Built at the end of the twelfth century, the Château de Vincennes (Vincennes Castle) is the only Royal residence built during the Middle Ages that is still intact. It is situated in the outskirts of the city center in the forest of Vincennes.
The fortress, with an impressive turret standing 164 ft (50 m) tall, is one of the tallest in Europe. The Château de Vincennes is surrounded by a 3608 ft (1100 m)-long fortified wall with nine towers and is also protected by a moat, 88 ft (27 m) wide.
Like most fortresses, the Château de Vincennes was originally a country house located in a hunting area. It was later remodelled and various generations of the Royal Family lived in the castle.
Between the sixteenth and seventeenth century the fortified tower was converted into a royal prison, where generals, aristocrats and famous individuals like Diderot, Count of Mirabeau, Fouquet or the Marquis de Sade were locked away.
The castle’s Holy Chapel is a reproduction of the Sainte Chapelle located on the Île de la Cité. However, it is a lot more conservative and has no decoration in its interior. Nonetheless, its enormous original stained glass windows are very similar to the ones found in the Sainte Chapelle.

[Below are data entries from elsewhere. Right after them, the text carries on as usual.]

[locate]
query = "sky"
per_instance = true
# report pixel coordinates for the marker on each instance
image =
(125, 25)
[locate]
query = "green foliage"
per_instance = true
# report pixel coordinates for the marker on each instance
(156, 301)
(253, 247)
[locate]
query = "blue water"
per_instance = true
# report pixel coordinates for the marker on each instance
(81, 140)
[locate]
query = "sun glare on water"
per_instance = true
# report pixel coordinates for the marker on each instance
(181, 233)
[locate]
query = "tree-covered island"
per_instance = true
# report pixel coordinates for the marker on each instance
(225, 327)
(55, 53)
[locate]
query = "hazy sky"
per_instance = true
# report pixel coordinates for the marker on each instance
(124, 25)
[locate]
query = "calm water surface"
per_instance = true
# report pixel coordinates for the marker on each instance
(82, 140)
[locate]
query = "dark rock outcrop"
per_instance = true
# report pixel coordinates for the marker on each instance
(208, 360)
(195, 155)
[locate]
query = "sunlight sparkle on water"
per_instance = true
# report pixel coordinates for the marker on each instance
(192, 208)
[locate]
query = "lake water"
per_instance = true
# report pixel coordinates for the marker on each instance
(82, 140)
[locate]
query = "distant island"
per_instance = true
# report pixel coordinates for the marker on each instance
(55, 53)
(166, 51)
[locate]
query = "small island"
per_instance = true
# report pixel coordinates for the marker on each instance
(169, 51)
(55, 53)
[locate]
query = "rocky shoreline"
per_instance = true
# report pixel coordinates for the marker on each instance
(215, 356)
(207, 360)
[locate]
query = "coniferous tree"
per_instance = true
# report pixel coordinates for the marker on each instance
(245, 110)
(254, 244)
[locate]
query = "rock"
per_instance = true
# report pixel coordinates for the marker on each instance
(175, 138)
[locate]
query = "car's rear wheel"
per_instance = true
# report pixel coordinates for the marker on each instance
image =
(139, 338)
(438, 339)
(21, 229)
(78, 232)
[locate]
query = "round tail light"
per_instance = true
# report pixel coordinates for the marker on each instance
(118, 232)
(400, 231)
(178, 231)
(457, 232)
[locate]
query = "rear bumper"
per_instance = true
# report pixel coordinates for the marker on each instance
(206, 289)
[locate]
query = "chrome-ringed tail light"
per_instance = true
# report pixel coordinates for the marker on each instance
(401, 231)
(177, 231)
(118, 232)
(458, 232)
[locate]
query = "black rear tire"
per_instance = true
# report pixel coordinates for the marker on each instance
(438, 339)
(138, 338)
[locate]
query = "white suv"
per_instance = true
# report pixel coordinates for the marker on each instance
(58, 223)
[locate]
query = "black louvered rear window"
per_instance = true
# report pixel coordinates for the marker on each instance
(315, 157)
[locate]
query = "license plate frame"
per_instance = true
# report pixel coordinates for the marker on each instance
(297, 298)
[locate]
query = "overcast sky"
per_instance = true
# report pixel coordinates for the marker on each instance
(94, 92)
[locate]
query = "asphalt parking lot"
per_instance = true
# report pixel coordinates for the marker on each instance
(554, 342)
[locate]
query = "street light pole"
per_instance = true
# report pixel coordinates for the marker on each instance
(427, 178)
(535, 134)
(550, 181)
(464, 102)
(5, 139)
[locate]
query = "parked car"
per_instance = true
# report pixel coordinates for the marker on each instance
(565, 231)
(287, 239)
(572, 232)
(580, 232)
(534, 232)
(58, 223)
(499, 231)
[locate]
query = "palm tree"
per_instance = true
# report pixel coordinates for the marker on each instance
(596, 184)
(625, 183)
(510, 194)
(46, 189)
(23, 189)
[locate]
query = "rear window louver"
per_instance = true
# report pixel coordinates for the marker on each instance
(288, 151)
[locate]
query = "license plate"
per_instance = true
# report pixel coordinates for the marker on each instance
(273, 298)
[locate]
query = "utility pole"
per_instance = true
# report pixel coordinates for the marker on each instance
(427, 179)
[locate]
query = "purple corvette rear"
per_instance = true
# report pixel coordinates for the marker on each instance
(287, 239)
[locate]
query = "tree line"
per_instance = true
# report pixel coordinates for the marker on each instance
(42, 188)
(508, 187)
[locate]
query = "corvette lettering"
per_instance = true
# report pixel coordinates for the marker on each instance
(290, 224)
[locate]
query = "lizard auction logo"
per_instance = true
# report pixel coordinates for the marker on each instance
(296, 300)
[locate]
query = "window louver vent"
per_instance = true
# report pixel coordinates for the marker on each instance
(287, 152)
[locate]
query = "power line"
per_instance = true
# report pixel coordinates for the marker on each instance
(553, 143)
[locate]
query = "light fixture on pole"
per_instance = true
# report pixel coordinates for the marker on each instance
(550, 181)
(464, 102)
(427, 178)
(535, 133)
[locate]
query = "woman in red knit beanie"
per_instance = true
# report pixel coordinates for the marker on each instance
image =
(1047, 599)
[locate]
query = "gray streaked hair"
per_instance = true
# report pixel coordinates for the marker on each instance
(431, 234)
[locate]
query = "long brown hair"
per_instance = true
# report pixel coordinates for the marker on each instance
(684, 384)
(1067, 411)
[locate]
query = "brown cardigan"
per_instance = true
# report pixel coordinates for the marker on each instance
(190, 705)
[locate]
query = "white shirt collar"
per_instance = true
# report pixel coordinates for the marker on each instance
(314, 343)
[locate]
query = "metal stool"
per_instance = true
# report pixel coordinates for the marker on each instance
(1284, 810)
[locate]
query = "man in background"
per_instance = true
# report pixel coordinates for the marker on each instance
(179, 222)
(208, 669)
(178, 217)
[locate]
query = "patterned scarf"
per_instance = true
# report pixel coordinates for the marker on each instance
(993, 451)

Although it is possible to visit most of the fortress, climb the turrets and discover some of the castle's chambers, these are all completely bare and therefore it is hard to imagine how it would have been during the Middle Ages.
The château is a little far away from the city center, and for this reason and the starkness of the museum, we believe that there are more interesting landmarks to see before choosing to come all the way to the Bois de Vincennes to discover this fortress.
Avenue de Paris, near the park Bois de Vincennes.